Honorable Counsel summarized relevant law and practical barriers to information-sharing. "RSA 490-D does give family courts an original jurisdiction in 173‑B matters," counsel said, and added that many 173‑B actions at the district-court level are confidential, which can prevent third parties and some court users from discovering companion proceedings. Counsel also noted that criminal case summaries are publicly available through court systems and that law-enforcement lethality assessments are among existing tools to identify high-risk situations.

Committee members discussed several possible responses. Ideas included developing a unified or shared database (or automated reporting) that would alert family-court judges to companion criminal convictions or protective orders, creating a dedicated family safety docket for high-risk DV cases, and adding statutory language requiring certain criminal-court events to be reported to family court. Some members expressed skepticism about how quickly a technical solution such as a unified statewide portal could be implemented.

Members also emphasized non-technical, lower-barrier reforms: requiring clerks to check dockets for companion cases as part of daily procedure; expanding orientation materials and simple print guides for self-represented litigants; and testing volunteer programs such as a "lawyer-for-the-day" model to help pro se parties with forms and initial pleadings. Representative Nelson said the subcommittee—s work showed "the number 1 issue is communication and educating pro se litigants."

The subcommittee reviewed mediation rules in the Family Division (Family Division Rule 2.13). Counsel summarized the rule's core features: mediation is often ordered in divorce or parenting cases involving minor children unless the court finds mediation inappropriate for reasons listed under RSA 461‑A:7 (including certain domestic-violence findings); certified mediators (pursuant to RSA 328‑C) must be used, though private mediation may substitute with court approval. Members discussed neutral case evaluation (a retired judge or master hears a condensed presentation and offers a likely outcome) as an effective ADR tool that frequently leads to settlement in high-conflict matters.
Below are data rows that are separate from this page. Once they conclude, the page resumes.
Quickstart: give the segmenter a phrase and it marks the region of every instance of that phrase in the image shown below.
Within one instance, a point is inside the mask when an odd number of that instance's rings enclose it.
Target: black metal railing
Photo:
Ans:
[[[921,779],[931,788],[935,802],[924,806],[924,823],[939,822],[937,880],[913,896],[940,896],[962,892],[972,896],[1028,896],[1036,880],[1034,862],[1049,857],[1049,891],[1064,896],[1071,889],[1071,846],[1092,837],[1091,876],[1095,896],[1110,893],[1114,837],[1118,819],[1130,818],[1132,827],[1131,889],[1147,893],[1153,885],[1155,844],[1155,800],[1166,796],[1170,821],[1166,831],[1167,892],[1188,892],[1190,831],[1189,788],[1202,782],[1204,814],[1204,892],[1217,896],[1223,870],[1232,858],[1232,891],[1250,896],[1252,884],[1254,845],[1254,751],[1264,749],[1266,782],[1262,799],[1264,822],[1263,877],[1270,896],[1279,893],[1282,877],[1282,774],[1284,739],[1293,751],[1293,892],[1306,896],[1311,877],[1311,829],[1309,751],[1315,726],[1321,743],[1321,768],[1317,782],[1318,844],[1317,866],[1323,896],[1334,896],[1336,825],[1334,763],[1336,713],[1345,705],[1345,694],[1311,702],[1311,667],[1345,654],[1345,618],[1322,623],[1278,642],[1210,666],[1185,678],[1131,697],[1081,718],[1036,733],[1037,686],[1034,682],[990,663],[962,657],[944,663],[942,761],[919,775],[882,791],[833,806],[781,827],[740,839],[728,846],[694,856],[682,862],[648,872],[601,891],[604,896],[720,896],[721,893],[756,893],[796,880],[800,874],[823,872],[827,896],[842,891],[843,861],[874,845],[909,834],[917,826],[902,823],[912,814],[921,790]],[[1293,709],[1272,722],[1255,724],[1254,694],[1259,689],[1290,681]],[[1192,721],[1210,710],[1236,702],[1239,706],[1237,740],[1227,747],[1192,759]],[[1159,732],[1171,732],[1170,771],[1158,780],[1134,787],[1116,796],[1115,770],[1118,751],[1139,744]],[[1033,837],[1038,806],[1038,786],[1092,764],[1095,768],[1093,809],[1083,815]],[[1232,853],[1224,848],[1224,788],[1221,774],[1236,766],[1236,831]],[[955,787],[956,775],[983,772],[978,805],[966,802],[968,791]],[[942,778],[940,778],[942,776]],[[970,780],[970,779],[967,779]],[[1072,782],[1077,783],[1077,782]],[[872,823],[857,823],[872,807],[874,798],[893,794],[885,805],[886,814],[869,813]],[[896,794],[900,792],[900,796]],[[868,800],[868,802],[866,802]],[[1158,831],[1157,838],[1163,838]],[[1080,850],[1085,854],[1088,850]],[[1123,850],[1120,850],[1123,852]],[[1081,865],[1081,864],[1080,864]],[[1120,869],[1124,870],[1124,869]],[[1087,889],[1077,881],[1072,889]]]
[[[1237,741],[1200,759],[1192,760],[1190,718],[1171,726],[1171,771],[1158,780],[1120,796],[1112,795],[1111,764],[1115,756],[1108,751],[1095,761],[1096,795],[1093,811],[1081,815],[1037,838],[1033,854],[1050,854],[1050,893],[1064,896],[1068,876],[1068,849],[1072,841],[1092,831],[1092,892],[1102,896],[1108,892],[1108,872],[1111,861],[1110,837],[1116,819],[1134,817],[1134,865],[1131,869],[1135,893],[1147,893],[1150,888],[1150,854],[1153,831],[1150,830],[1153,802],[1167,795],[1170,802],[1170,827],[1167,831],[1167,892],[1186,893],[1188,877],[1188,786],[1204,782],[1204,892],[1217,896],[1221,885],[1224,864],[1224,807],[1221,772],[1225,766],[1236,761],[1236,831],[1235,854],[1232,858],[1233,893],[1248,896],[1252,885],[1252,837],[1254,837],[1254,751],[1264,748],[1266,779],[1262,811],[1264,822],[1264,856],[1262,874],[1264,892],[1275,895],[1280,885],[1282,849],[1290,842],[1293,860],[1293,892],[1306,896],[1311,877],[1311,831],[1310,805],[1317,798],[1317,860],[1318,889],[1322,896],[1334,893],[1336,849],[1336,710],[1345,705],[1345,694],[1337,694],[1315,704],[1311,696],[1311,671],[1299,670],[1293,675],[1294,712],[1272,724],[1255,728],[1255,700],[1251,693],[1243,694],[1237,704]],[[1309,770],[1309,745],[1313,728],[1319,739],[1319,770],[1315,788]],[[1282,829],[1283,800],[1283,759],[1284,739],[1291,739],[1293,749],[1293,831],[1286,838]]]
Discussion touched on evidence of counseling or therapy in parenting matters and the courts' authority to order participation in parenting plans as part of what is "in the best interest of the child." Counsel described discovery enforcement tools commonly used in family cases (motions to compel, contempt, exclusion of evidence) and confirmed that courts can order financial discovery and sanction noncompliance.

On appeals and post-judgment relief, counsel outlined the typical procedural path: a motion for reconsideration soon after a notice of decision (generally treated as a narrow, timely vehicle to raise misapprehended facts or legal error) followed, if necessary, by an appeal to the New Hampshire Supreme Court within the applicable statutory or rule-based window. Counsel reiterated that the Supreme Court generally defers to below-court discretionary findings unless there is an unsustainable exercise of discretion or a legal error.
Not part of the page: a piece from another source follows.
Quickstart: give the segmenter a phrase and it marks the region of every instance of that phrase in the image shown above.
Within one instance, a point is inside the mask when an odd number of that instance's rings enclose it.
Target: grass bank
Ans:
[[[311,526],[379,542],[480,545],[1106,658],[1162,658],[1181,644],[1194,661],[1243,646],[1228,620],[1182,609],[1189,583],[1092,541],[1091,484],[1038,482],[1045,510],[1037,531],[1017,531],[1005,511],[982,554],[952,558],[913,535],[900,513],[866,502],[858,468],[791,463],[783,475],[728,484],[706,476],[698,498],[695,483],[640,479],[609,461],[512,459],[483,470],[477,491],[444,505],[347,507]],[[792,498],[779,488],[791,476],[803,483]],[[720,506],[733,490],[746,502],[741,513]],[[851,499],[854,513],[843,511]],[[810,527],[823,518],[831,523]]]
The subcommittee agreed to circulate the day's handouts to absent members (Representatives Rice, Grama and Raymond were noted as not present) and to continue reviewing bills and draft proposals after the new year. Staff were asked to distribute materials and members signaled interest in using germane amendments to address some family-court concerns during the upcoming session.

The subcommittee took no formal votes at the meeting; it concluded with plans to reconvene and to compile the written materials discussed for further legislative drafting and possible statutory changes.